Allo scoccare dell'armistizio dell'8 settembre 1943, Angelo si trova in una delle zone più difficili del conflitto: l'isola di Rodi, nell'Egeo, inquadrato nel 309° Reggimento Fanteria "Regina".
A differenza di molti che riuscirono a rientrare, Angelo vive il dramma dell'occupazione tedesca delle isole greche. Il 15 settembre 1943 viene catturato dai nazisti e fatto prigioniero. Ma il suo spirito indomito lo porta a tentare l'impossibile: il 7 gennaio 1944 riesce a fuggire dalla prigionia, iniziando una rischiosa latitanza che lo condurrà verso i Balcani.
Dal 20 maggio 1944, Angelo Mola entra ufficialmente nella Resistenza, unendosi alle formazioni partigiane che operano in Jugoslavia. La sua ascesa è rapida grazie alle sue capacità tattiche e al coraggio dimostrato sul campo.
● Inquadramento: Milita nella Divisione Italia Garibaldi (1ª Brigata) e successivamente nel 1° Battaglione della 13ª Brigata Proletaria.
● Grado: Raggiunge la posizione di Comandante di Compagnia, guidando i propri uomini in alcune delle battaglie più sanguinose e decisive per la liberazione dei Balcani.
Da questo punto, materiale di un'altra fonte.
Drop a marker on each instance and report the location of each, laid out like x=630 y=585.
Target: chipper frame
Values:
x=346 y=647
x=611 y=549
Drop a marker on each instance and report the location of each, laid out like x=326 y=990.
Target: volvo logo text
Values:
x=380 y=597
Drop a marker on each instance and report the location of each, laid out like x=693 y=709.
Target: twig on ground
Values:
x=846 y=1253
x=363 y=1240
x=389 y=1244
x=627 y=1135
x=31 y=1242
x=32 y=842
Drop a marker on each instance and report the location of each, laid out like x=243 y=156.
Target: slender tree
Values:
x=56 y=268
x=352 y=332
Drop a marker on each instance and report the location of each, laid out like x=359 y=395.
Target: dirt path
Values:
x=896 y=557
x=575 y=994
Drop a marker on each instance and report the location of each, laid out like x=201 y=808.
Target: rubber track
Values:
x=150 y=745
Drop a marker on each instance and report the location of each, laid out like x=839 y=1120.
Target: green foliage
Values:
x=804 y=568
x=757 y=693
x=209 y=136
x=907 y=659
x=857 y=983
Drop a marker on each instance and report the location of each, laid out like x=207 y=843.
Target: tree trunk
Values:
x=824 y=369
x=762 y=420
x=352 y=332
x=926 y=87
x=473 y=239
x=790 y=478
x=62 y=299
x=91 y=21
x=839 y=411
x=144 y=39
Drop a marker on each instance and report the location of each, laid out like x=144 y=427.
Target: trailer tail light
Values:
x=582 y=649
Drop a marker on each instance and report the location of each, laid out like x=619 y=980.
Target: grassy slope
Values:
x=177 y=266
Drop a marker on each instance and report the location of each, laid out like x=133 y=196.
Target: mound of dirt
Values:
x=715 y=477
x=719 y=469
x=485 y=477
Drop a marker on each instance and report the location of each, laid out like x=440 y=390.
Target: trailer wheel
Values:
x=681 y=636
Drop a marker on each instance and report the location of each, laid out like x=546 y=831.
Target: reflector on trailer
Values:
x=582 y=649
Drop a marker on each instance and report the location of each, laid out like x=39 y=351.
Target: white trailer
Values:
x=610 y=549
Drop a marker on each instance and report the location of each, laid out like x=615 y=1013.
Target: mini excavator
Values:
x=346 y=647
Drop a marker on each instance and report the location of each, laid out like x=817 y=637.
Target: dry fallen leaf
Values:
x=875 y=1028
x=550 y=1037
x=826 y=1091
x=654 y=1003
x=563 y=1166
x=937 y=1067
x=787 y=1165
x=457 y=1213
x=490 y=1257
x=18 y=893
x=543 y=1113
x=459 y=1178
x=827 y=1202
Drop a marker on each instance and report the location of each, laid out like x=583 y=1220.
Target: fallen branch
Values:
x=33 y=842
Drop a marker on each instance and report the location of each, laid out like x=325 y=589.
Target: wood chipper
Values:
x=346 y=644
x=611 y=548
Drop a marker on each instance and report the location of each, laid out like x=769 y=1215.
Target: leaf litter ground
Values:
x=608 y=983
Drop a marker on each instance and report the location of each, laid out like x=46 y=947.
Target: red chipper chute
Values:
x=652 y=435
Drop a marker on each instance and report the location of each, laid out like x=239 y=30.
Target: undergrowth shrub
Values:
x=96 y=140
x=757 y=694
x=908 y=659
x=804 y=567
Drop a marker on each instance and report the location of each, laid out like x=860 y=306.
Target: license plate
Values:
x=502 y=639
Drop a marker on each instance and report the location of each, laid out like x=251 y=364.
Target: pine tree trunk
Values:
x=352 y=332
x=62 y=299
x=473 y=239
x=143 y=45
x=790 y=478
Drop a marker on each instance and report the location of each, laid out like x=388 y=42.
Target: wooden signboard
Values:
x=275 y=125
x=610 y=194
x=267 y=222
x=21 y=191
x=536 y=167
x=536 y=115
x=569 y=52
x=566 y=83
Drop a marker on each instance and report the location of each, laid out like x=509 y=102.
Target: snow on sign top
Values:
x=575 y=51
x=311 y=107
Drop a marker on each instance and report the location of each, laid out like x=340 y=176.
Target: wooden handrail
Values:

● Teatri di Operazione: La sua scia di combattente attraversa luoghi chiave come Zagabria, Belgrado e Zemun.
Partecipa personalmente ad azioni belliche di grande rilievo strategico, tra cui:
● La Battaglia di Valjevo (Vaglievo).
● L'attacco alla centrale elettrica di Vreozi.
● Operazioni a Quala Bagliani, Sciv e Ornem.
La sua attività partigiana si protrae ben oltre la fine ufficiale delle ostilità in Italia, concludendosi solo il 20 luglio 1945.
Rientrato a Gioia del Colle, Angelo si ritrova ad affrontare le difficoltà del dopoguerra, risultando inizialmente disoccupato. Tuttavia, il suo valore militare viene ampiamente riconosciuto dallo Stato e dalle associazioni combattentistiche:
● Il 16 novembre 1945 si iscrive all'ANPI.
● Il 13 gennaio 1947, la sua qualifica di partigiano viene ufficialmente protocollata a Roma (Prot. n. 21626).
● Riceve il premio di solidarietà di 5.000 lire, simbolo del ringraziamento della nazione per il servizio prestato.